PANADERÍA SANTILLÁN (SANTILLÁN, AMIEVA) – 14 HABITANTES
Ana Labra se pasó años gestionando subvenciones ganaderas por el Oriente, trabajando para Caja Rural y para Cajastur. Hoy es la sucesora de su madre al frente de la panadería que, desde Santillán, cubre las necesidades de los vecinos de Amieva y Ponga
OCTAVIO VILLA
Son una sonrisa. Ana Labra y su madre, María José Fana, son la alegría personificada. Regentan hoy la panadería Santillán que hace 14 años adquirió su padre y marido, que trabajaba para el anterior propietario. El negocio, en sí, es clásico. Un obrador con un excelente horno de leña manual con capacidad para «más de 300 barras». Y para empanadas, boroñas preñadas, repostería variada que introdujo Ana después de dejar sus trabajos bancarios, «y asados por encargo, de todo tipo». A ello suman dos furgonetas con las que María José recorre «siete u ocho pueblos todos los días del año» y Ana «al menos once localidades». Entre ambas y dos autónomos que compatibilizan la labor de panadero con sus propios productos, cubren la totalidad de Amieva y Ponga, además de dar servicio a varias tiendas de Cangas de Onís.
Visitan a prácticamente todos los vecinos de Amieva y Ponga. Con diferencia, los dos municipios con menor densidad de población de Asturias, y a la cabeza de los más envejecidos. «Hacemos de agencia de transportes, de panadero, de farmacia –la botica del concejo está pegada a la panadería, y son Ana y María José las que llevan los encargos– de kiosko y hasta de animadores sociales para muchas personas mayores que no se mueven de casa». Porque su visita, en algunas partes, es lo único que rompe la monotonía de la mañana en unos pueblos de los que hasta hace nada se escapaban los jóvenes y a los que la pandemia de la covid, paradójicamente, ha dado nueva vida.

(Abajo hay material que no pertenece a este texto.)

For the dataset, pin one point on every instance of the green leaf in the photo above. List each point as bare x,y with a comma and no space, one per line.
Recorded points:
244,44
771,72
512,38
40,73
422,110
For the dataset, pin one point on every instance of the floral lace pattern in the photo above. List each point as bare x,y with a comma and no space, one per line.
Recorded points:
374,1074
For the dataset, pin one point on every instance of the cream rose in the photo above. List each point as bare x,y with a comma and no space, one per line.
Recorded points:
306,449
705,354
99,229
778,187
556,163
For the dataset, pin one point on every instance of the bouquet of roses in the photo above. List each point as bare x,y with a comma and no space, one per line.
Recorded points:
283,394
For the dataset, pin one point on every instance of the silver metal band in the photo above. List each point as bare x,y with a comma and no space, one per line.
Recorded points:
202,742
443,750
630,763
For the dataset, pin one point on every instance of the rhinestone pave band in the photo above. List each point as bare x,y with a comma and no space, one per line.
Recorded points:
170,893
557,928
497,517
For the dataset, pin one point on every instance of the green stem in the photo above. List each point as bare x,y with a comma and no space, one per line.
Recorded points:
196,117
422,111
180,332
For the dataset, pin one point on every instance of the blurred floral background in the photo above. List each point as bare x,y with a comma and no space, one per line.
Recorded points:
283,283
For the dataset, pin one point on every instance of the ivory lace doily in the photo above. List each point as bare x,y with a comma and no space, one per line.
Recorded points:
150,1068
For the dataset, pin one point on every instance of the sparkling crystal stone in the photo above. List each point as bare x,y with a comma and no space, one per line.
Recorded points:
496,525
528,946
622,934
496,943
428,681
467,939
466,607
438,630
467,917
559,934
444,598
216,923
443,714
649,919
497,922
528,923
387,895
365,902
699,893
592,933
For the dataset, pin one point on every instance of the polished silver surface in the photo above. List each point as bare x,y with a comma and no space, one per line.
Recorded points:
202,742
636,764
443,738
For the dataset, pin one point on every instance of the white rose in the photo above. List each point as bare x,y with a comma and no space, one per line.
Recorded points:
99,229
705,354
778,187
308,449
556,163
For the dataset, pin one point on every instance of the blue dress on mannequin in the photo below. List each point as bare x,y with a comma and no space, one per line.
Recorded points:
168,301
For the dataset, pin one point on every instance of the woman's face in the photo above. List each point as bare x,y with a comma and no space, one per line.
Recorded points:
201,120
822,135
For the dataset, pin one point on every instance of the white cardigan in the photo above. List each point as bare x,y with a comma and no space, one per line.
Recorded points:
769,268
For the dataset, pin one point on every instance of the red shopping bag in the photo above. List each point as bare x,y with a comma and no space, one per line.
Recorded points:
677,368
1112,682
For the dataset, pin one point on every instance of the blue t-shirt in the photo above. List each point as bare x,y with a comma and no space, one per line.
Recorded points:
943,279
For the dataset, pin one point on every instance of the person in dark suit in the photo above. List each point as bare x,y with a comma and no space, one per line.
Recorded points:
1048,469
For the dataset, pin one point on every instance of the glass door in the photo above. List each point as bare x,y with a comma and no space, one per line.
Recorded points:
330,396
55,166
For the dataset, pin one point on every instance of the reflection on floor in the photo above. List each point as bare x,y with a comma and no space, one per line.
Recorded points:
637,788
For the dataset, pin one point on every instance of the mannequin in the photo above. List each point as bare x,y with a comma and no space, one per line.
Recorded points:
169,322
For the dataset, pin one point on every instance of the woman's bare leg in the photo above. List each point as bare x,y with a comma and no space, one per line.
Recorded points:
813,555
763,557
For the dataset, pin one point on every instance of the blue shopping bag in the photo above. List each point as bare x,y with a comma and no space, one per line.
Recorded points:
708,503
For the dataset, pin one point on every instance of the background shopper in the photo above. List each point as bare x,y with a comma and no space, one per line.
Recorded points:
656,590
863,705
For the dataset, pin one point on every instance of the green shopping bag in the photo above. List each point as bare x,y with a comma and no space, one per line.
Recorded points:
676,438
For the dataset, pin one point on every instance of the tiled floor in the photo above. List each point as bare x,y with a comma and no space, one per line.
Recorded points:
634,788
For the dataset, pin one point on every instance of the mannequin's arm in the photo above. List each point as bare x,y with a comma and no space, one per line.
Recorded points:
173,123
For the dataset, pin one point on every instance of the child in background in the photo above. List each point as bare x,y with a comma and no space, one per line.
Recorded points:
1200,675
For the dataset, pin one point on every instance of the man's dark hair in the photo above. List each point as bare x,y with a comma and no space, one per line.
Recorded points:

«El confinamiento ha hecho que mucha gente se haya decidido a volver al pueblo, de fin de semana o incluso a vivir, aunque todavía no sabemos si es algo definitivo o circunstancial», explican Ana y María José a la par, mientras por la panadería pasa, tímido y dulce, Luis, el hijo menor de Ana. «Si es por mí, espero que mis dos niños estudien y puedan ser lo que quieran, porque la panadería es dura, por los horarios y porque abrimos todos los días del año», dice su joven madre. Los niños van al colegio a la cercana Cangas de Onís, porque los 586 habitantes censados de Amieva no dan para que haya una escuela. Y en la mirada de Ana se adivina que le gustaría tener a los nenos más cerca: «Si la gente que ahora está viniendo más se decidiese a empadronarse…». Más allá de la incertidumbre, con todo, el inconveniente de siempre en las zonas del sur de la región: «Nos falta una buena cobertura de telefonía móvil y de internet. Sin eso, es difícil».
Y a continuación recibe con una amplia sonrisa a una de sus vecinas y clientas. Que no tiene prisa. Que se sienta a observar cómo se desarrolla la conversación con la pareja de periodistas. Se toma un café e interviene de cuando en cuando. Charla con otros clientes que también se toman su tiempo. «Hasta hace poco, el bar del pueblo estaba cerrado, y hacíamos nosotros de centro de reunión». La experiencia hace ver que lo siguen haciendo. Otro cliente se para en el quicio de la puerta y, a contraluz de un mediodía muy soleado, le espeta a María José una sola palabra: «¡Cecina!». «¿Le digo a Javi?», responde ella. «Sí», es la escueta respuesta. Con solo eso, ella ya sabe que la próxima vez que ese viajante pase por Santillán tiene que reservar una cantidad concreta de una pieza precisa de cecina. Es lo que tiene conocerse tanto. Otro parroquiano habla de la caza del jabalí mientras María José aprovecha el calor residual (a mediodía, las grandes losas internas del horno aún lo mantienen a 286 grados) para hornear dos grandes empanadas, con la puerta abierta: «Si las hiciésemos con el pan, sería con la puerta cerrada, por la humedad que tiene la masa». Trucos del oficio.